This was my fifth week story at Clarion (which I attended in the summer of 2006). Kelly Link, who had been one of my favorite authors since I picked up her collection Stranger Things Happen my freshman year in college, was coming to be the instructor for our final two weeks. This story was the product of me walking around for three weeks being all like, “Oh my god, I have to write a fantasy story for Kelly Link”.
I mean, I had written fantasy stories before. But they were all like, fantasy stories with swords and wizards and stuff like that. I knew that I could be bringing that sort of stuff. I needed to write some hip contemporary fantasy filled with the strange and inexplicable. Except…I didn’t really know how to do that.
What ended up happening was I took an SF story I’d been planning to write about a garbage dump and India’s untouchable castes, mashed it up with some fairy mythology, added a nuclear war, and created this story over the course of one all-nighter. The next day I showed it around, realized it was somewhat incomprehensible, grabbed two hours of sleep and pulled another all-nighter to revise it.
Even in final draft, the story was still somewhat garbled, and many of the scenes were just somewhat perfunctory placeholders for scenes that needed to be there and things that needed to happen. But I accomplished my goal, in that Kelly Link liked it in fairly unequivocal terms. I promptly became totally burned out, and was unable to write anything for the final ten days of the workshop.
A year after Clarion I revised the story and sent it out to a bunch of places before finally selling it to ‘zine edited by Kelly Link and her husband Gavin Grant.
At one point, this story was alot of things to me. It was a huge departure for me in terms of content. It was the first time I’d tried to add an Indian cultural element to a story. It was my first contemporary fantasy. It was my first extensive revision. And it was the first time anyone ever intimated to me that I might have some kind of potential. At the time, and for a long time after, I despaired of writing anything better. This story profoundly altered the kinds of stories I write and the way in which I write. In particular, I don’t think I’ve written a careful, extrapolative SF story since this story showed me what I could be doing instead.
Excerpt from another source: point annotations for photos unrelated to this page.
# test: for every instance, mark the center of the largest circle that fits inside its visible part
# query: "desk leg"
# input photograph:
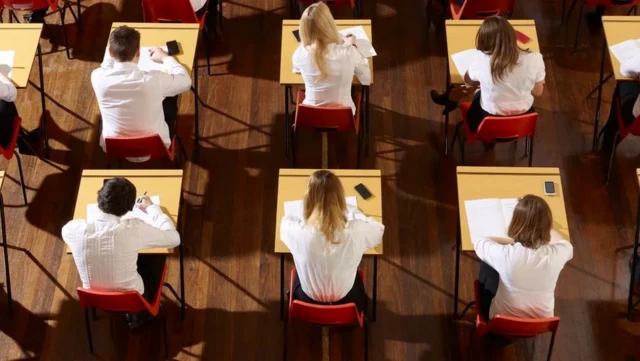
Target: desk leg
(634, 264)
(282, 287)
(597, 120)
(6, 255)
(375, 289)
(458, 250)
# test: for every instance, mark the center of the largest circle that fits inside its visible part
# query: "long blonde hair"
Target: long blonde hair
(497, 38)
(324, 204)
(317, 31)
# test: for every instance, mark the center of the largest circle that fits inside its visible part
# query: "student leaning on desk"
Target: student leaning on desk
(518, 274)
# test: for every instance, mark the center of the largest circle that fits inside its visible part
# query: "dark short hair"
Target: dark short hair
(117, 196)
(124, 43)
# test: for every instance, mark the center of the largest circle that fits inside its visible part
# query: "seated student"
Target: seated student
(518, 275)
(106, 249)
(326, 61)
(134, 102)
(327, 245)
(508, 76)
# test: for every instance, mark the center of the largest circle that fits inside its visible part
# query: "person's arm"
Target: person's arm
(177, 81)
(8, 91)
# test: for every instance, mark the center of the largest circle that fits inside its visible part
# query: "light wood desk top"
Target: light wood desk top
(292, 185)
(164, 183)
(509, 182)
(461, 35)
(616, 30)
(290, 44)
(23, 39)
(157, 34)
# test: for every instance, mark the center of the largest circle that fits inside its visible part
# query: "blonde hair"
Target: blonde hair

Rereading it now, I’m not sure how I feel about having it out there. I have written better in the four years since. In the last year I’ve probably written stories that were many times better. But, you know…I am happy that it’s been published.
I’ve found that, over the years, I’ve had stories that were an effort to write, ones where I reached for something new and which, once completed, inspired me with the highest of expectations for their future reception, and then I’ve had stories where I just sort of fooled around for a few afternoons and didn’t expect to sell at all. Inevitably, the stories I have sold have been the latter. I have my own theories as to why this is the case, but I am happy that for once one of the former is going to see the light of day.